4.Direct endothelial injury, resulting in endothelial cell necrosis and detachment
5.Delayed prolonged leakage
6.Leukocyte-mediated endothelial injury
7.Leakage from new blood vessels.
CELLULAR EVENTS (LEUCOCYTE EXTRAVASATION AND PHAGOCYTOSIS)
This is histologic hallmark of inflammation. It affords the opportunity to determine the cells involved.
Cellular components of blood are not in contact with the endothelium of the blood vessels. (Lamina flow). To get cells to leave the blood vessels, certain things must be done -the cell must be moved from the central axial flow to the periphery so that they can come in contact with the endothelium (Margination). Subsequently, individual and rows of leucocytes tumble slowly along the endothelium and adhere transiently - a process called rolling.
In time, the endothelium can be virtually lined by white cells, an appearance called pavementing. This is followed by adhesion of the polymorph to the endothelium (know as permanent attachment). Only the cells that make this permanent attachment will go through the next phase called Transmigration. In other words, cells that have attached to the endothelium will shoot out pseudopods, propel the body and squeeze through the inter - endothelial gap.

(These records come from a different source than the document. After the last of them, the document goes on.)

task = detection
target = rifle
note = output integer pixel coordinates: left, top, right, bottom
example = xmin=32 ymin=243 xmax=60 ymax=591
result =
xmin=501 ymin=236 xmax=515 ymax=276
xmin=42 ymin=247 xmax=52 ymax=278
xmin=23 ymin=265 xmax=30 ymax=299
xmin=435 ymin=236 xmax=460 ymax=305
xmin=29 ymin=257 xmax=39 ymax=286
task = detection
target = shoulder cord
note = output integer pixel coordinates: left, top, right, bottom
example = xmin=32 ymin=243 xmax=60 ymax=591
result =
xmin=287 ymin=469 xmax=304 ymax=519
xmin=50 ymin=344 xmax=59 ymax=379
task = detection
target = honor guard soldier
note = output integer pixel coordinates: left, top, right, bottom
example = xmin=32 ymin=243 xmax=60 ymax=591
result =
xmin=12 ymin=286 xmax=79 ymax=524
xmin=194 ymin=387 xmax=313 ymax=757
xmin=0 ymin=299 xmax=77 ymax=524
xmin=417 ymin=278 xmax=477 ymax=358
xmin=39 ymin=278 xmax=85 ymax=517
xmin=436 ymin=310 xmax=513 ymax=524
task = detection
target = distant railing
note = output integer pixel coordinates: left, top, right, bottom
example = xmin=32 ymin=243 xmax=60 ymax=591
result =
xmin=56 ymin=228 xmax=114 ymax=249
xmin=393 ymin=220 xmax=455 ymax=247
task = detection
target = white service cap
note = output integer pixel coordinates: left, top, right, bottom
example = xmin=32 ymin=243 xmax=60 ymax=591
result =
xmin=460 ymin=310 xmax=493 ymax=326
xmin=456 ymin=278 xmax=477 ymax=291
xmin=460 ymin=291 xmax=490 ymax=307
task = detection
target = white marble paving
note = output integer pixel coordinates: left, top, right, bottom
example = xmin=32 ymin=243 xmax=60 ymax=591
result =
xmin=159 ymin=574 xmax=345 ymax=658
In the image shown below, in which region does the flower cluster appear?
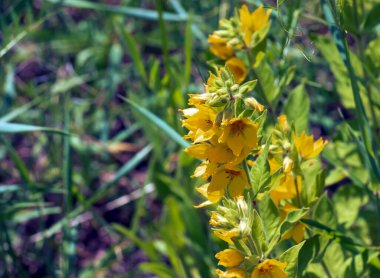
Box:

This much is known by E.M studies but the stage where it moves through the basement membrane to the perivascular space is not yet known. It is believed that the endothelium is lifted up by the polymorphs and produce holes in the membrane through which they move into the perivascular space
This is called emigration i.e. the polymorph is outside the vessel - it is in the perisvascular space.
It has always been known that there is synthesis of complementary adhesion molecules by both the polymorph and the endothelial cells.
Complementary adhesion molecules infer that the WBCs will produce a glycoprotein that is expressed on its Cell membrane. The endothelial cells produce a complementary glycoprotein. They unite in lock and key fashion. They are difficult to dislodge. These complementary adhesion molecules are important in inflammation.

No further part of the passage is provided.